# Naughty von Wolfstraum protection training



## astrovan2487 (May 29, 2014)

At just over 7 months old we have recently started protection training and are having tons of fun with it. Today was just our 2nd protection session with Joe and Lindsay Brockington at von Ibso and she is really doing well. I wasn't sure at first if she would be good at protection because she has shown zero aggression towards anything, hardly ever barks, and just loves everything but the second she sees the helper tease her with the tug she turns into a rabid coyote (in a good way). It's like she already knew what to do before we even started. She's also doing very well in tracking thanks to Leesa, already doing corners and indicating articles. Thanks so much Lee and Meghan for giving me such a good dog! Here's a couple pics taken by Lindsay Brockington


----------



## dogma13 (Mar 8, 2014)

Very nice!Love the pictures.


----------



## mycobraracr (Dec 4, 2011)

Great pictures  I look forward to hearing how you guys progress.


----------



## pam (Apr 6, 2009)

She looks great, Lindsey!
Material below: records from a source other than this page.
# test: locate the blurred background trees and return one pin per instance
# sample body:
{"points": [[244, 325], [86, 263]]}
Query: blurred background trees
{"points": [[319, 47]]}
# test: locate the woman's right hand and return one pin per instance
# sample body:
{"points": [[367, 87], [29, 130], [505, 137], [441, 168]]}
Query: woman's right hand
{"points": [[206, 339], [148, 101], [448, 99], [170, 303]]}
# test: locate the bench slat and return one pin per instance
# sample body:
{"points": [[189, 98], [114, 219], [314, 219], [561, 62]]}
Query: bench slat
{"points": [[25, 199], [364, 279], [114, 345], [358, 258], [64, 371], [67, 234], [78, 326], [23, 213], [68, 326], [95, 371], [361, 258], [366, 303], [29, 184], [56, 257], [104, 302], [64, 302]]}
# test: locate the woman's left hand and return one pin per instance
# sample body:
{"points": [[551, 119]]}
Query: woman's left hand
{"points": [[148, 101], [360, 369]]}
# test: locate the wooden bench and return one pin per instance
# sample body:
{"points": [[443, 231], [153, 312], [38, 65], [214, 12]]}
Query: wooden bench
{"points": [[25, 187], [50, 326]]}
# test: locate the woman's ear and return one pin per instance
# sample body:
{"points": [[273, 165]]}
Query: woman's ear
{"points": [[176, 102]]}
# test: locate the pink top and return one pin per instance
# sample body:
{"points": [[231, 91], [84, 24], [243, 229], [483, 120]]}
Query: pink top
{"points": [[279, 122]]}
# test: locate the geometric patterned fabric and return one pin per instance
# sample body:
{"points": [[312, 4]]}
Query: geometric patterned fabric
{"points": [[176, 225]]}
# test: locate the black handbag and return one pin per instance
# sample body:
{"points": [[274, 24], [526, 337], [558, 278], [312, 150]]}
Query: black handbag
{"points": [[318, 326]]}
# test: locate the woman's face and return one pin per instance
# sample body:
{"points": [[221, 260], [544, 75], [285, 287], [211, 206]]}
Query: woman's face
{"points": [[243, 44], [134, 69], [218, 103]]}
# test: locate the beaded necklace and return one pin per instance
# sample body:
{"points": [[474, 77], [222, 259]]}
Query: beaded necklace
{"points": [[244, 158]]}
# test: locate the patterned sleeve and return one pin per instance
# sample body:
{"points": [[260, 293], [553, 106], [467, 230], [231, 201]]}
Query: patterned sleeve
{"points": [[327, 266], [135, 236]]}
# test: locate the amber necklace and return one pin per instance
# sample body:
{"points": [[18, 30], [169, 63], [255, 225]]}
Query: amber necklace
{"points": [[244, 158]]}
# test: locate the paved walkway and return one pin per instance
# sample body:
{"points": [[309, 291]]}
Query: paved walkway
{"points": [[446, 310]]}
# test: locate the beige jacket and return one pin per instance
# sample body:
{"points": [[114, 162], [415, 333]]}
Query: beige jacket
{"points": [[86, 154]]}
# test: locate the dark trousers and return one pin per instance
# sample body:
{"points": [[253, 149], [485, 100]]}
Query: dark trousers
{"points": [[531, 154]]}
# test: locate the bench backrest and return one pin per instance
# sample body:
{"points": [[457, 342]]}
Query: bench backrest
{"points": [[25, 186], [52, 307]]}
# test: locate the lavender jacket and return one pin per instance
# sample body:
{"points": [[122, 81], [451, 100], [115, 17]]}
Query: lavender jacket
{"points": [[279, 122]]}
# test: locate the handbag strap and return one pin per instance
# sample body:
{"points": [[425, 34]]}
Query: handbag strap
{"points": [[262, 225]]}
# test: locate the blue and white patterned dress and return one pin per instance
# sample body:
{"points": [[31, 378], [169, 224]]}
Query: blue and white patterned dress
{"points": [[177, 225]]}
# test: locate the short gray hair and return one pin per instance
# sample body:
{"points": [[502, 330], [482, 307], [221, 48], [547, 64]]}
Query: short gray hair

Also maturing into a very beautiful young lady--and I use that term loosely.......


----------



## wolfstraum (May 2, 2003)

Some really nice nice photos!!!! Love the photo where she is calm and then the turn on.....

Very happy that you are enjoying her!!!!! Looking forward to seeing how the two of you progress!!!!

Lee


----------



## carmspack (Feb 2, 2011)

wowser - Naughty and nice !

love the intensity .

some dogs you look at and you see it is a conditioning -- a "trick"
not this one --- looks real , looks like some good fight power

this one will be interesting to see as she matures --- best of luck 

oh come on --- look at the pedigree --- look at her dam , one of my favourites !!!
Naughty von Wolfstraum


----------



## cloudpump (Oct 20, 2015)

That's awesome. Great looking pics.


----------



## astrovan2487 (May 29, 2014)

Thanks for all the replies! I'm just so amazed at how stable and confident she is, has the ability to get that intensely aggressive for training then almost immediately be sweet and social. Will definitely post updates on her progress


----------



## Jenny720 (Nov 21, 2014)

Naughty and nice - like that! She sounds perfect!!!!!


----------



## kelbonc (Aug 25, 2014)

Wow!! Love your photos!!


----------



## MineAreWorkingline (May 2, 2015)

She looks really good.

Nice job Lee and Astro!


----------



## Steve Strom (Oct 26, 2013)

astrovan2487 said:


> Thanks for all the replies! I'm just so amazed at how stable and confident she is, has the ability to get that intensely aggressive for training then almost immediately be sweet and social. Will definitely post updates on her progress


That sounds like a dog you'll really enjoy doing this stuff with. Have fun.


----------



## Ruger Monster (Jan 29, 2015)

Great photos and beautiful dog


----------